Summary
Highlights
The video introduces the concept of action potential (AP) in a single nerve fiber, explaining that it's an electrical message propagated along the fiber when stimulated. This message is recorded as an electrical signal on an oscilloscope, and its value can be measured with a voltmeter. The AP arises from the potential difference between the intra- and extracellular environments, originating in a specific region called the 'trigger zone' and propagating along the axon.
The standard experimental setup involves placing a giant axon from a marine animal (like a squid) in a physiological solution that mimics its natural environment. A stimulator with stimulating electrodes (S) applies an electrical stimulus to the axon. If the stimulus is sufficient, it generates an action potential that propagates along the axon. A receiving electrode (R) at the end of the axon detects this message and displays it on an oscilloscope.
The lecture then details the distinct phases of an action potential. The stimulation causes membrane destabilization and a change in its polarity. If the membrane potential reaches -50 mV (the depolarization threshold), an AP can propagate. Voltage-gated channels for Na+ and K+ exist in the membrane; Na+ channels open rapidly, leading to a massive influx of Na+ ions into the cell.
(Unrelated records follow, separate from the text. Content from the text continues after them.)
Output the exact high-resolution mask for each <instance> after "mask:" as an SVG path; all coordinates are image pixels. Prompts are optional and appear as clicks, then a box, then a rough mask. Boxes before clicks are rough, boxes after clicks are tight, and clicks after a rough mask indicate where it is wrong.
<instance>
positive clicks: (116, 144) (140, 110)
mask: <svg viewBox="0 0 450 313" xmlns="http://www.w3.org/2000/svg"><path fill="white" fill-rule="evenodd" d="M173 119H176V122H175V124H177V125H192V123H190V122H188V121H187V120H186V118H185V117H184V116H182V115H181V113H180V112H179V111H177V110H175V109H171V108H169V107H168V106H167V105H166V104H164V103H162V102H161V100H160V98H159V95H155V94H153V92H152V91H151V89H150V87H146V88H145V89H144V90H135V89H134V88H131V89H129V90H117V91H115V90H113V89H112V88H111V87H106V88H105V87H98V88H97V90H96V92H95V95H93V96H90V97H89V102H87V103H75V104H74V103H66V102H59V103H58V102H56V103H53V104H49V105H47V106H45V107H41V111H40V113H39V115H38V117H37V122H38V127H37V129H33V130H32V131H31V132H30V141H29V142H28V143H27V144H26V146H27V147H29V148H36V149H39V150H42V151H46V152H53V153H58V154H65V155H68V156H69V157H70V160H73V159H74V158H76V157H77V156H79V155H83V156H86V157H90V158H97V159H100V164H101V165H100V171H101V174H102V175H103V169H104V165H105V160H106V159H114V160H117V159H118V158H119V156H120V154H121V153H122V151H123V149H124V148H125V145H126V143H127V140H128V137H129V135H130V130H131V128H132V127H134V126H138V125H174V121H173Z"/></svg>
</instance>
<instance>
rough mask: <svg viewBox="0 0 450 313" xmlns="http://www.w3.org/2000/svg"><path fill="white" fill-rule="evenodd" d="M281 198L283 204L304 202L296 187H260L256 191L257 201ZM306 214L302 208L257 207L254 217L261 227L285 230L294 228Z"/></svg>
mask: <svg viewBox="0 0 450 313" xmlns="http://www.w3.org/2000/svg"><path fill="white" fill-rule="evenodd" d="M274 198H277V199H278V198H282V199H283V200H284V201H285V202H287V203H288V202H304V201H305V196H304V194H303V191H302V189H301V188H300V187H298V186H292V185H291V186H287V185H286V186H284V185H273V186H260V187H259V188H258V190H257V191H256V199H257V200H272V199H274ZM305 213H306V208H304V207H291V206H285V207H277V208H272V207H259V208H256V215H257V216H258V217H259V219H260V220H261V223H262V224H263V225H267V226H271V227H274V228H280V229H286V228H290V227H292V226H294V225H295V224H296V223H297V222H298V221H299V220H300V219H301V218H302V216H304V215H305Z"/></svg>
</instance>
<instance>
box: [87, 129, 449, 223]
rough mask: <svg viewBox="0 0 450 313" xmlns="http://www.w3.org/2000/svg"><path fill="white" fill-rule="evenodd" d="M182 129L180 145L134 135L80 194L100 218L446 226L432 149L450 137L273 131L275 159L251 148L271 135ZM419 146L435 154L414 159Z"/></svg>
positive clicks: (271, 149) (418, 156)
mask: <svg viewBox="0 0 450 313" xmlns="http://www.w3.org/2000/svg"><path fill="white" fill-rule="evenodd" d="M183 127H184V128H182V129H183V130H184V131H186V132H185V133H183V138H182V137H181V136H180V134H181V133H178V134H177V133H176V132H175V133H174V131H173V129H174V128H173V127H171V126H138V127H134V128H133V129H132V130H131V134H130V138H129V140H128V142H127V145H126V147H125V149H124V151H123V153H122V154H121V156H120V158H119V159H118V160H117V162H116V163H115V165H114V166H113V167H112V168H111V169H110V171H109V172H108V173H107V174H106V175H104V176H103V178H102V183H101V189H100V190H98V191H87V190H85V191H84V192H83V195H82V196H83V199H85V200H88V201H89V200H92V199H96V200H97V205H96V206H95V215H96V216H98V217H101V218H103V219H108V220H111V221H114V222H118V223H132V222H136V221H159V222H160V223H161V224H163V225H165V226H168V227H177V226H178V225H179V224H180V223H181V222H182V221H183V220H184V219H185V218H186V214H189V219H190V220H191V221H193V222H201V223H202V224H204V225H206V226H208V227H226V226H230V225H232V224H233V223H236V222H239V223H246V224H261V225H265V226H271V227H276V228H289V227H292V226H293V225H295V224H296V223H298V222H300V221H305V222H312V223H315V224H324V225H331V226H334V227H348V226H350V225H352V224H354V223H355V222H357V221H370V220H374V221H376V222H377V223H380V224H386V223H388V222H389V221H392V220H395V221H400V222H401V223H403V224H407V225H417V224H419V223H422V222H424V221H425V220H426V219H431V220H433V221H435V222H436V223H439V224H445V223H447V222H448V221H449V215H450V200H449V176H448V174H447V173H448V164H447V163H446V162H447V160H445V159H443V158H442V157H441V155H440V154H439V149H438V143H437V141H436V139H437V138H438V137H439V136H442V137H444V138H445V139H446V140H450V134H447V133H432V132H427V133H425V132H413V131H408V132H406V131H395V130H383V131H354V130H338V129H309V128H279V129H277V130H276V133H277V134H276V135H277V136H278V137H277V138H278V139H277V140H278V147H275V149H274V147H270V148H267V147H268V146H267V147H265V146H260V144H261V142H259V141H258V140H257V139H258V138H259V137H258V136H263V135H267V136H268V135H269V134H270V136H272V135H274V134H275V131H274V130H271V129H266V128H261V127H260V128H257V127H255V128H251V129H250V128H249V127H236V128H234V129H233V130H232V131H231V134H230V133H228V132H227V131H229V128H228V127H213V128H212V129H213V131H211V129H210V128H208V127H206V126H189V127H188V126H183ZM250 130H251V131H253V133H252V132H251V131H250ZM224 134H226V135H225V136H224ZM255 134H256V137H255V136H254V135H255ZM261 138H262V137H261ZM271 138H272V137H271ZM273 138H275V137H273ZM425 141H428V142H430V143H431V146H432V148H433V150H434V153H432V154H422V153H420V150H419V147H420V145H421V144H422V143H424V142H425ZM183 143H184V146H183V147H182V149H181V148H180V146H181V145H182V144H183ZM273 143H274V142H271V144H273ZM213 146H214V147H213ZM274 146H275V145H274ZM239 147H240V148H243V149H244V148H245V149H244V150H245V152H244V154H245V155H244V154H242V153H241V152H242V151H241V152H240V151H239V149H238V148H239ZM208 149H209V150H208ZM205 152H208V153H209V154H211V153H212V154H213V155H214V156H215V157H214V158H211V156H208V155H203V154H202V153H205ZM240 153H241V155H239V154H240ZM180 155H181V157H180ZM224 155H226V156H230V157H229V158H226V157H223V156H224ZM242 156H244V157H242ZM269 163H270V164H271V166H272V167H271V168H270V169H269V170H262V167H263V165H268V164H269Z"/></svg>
This causes the potential to rise from -50 mV to +30-40 mV, a phase called depolarization. Following this, Na+ channels close, and slower K+ channels open, allowing K+ ions to exit the cell. This outflow of positive charges causes the potential to drop back towards -70 mV, known as repolarization.
Due to the slow closing of K+ channels, the membrane potential briefly drops below the resting potential, reaching -80 mV or -85 mV, a phase called hyperpolarization. Finally, the Na+/K+ pump restores the initial ion distribution by expelling Na+ and bringing in K+, returning the membrane to its resting potential of -70 mV. This entire process defines the phases of an action potential.
The video emphasizes the importance of understanding the graph of an action potential, which shows membrane potential (mV) over time (ms). It starts at the resting potential (-70 mV), rises to the depolarization threshold (-50 mV), then undergoes depolarization (up to +30-40 mV), followed by repolarization back to -70 mV, and then hyperpolarization before returning to the resting state. The action potential is defined as a modification of the electrical state of the nerve fiber's plasma membrane, always of constant amplitude (about 100 mV from -70 mV to +30 mV) and duration (about 2 milliseconds). A local, sub-threshold depolarization that does not reach -50 mV is called a stimulation artifact.